Consumers automatically pull (fetch) messages from one to many topics. This includes fetching the next message from the topics. If the Consumer receives a null response, then no new message is available. This results in an infinite loop of continually requesting a new message to be fetched. A Consumer Offset indicates which topic is next to read.

Consumer Groups

Each Consumer can be a part of a Consumer Group. This provide scalability for consumption and load balancing. With Consumer Groups, multiple copies of Consumers are used to fetch multiple messages that read N number of messages at the same time. The Consumer Group receives messages from topics that each Consumer in the Group is subscribed to. This leads to high throughput and low latency.

Initial Offset (Position)

The initial offset defines the Consumer behavior when a Consumer Group is initialized. It is a configurable policy that sets the initial position for an assigned partition where a consumer begins to read and process messages. It is a required setting where consumption of messages starts at either the earliest or latest offset.

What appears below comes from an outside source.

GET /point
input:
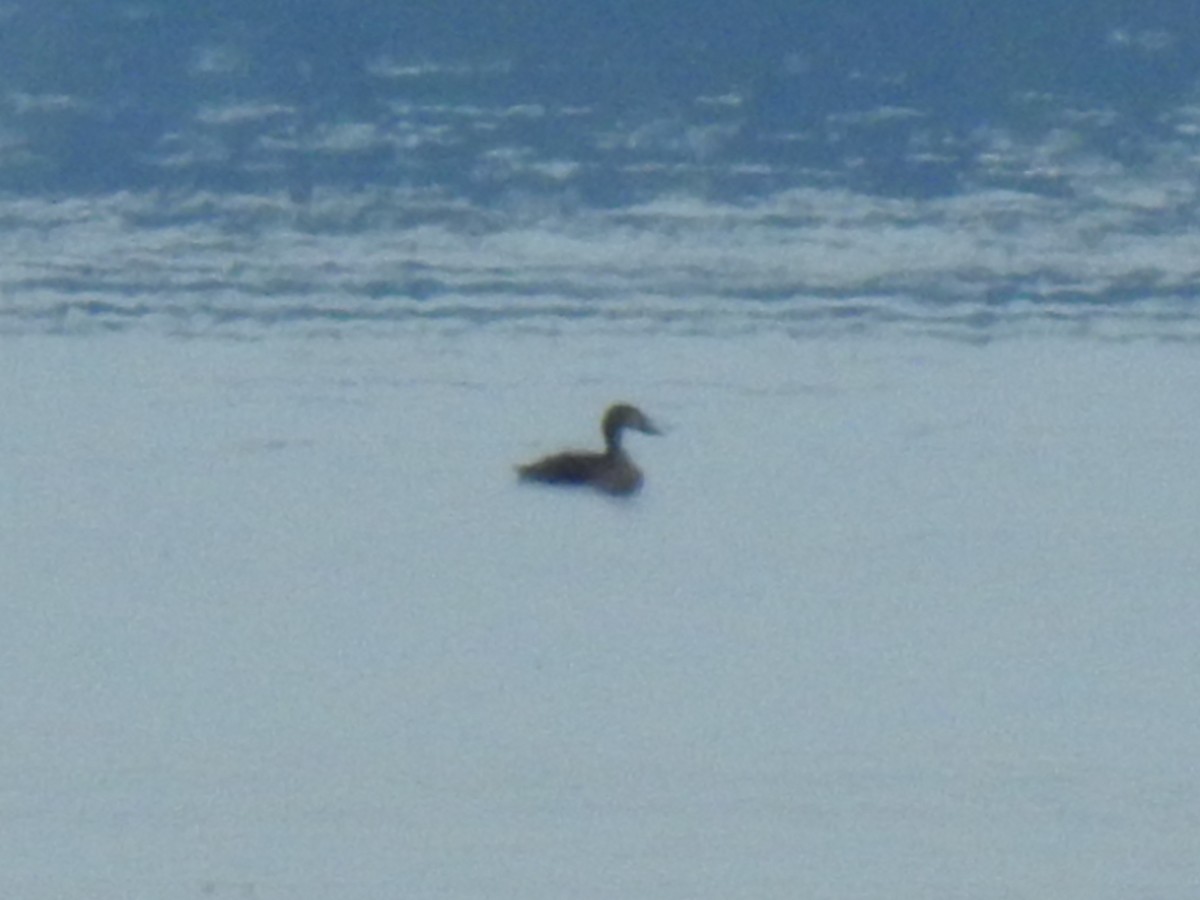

Kafka must keep track of what has been consumed. To keep track of where a Consumer is in a partition, this position is marked by a single integer. This integer is the offset of the next message that needs to be consumed.

Earliest

Earliest tells a Consumer that it must:

  1. Save its position in the log.

  2. Read messages.

  3. Process messages.

When set to Earliest, the Consumer process could crash after processing messages but before saving its position. After restart, it would then reprocess a few messages it had already processed. This corresponds to the “at-least-once” semantics in the case of Consumer failure. In many cases messages have a primary key and so the updates are idempotent (receiving the same message twice just overwrites a record with another copy of itself).

Latest

Latest tells a Consumer that it must:

  1. Read any messages.

  2. Save its position in the log.

  3. Process messages.

When set to Latest, the Consumer process could crash after saving its position in the log but before saving the output of its message processing. After restart, it would then begin at the saved position even though some messages might not have been processed. This corresponds to “at-most-once” semantics as in the case of a consumer failure where some messages may not be processed.

Sinks and pipelines

In a Kafka event stream, a Sink exports data to any external system. However, in Xapix, the Sink provides a termination of the pipeline.

Kafka event stream in Xapix

In a Xapix pipeline, an Event unit connects to a Kafka event stream. The Topic data is then orchestrated and transformed based on the design of the pipeline. The transformed data is then made available to external applications via webhooks.